3. The population is over-folding to river Onebets. “Onebets” is term we created to described a situation where the flop and turn get checked through and someone fires the river. It’s actually pretty rare for these type of spots to get analysed which is why we have created our own terminology. We can see that if flop and turn get checked through, a half-pot river stab with air will clearly generate profit in the long run.

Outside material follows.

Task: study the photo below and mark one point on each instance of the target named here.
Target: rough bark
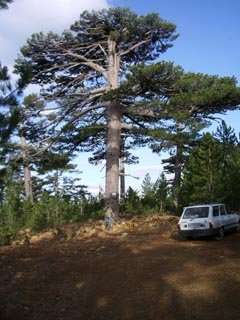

4. Disinclination to fold against raises. People don’t like to fold a lot to raises in 3bet pots. Semi-bluffing without a large amount of equity seems a bad idea. Raising is less in important in 3bet pots than single-raised pots anyway, but it’s probably a good idea to be especially cautious about bluff-raising vs unknowns in 3bet pots.
We have analysed how the population plays in 3bet pots. We have seen clearly how we can increase our efficiency over that of a GTO approach by exploiting common mistakes. Of course, this constitutes just one small subset of the game of NLHE.
Elite players cover all spots in explicit detail to produce unbeatable default gameplans.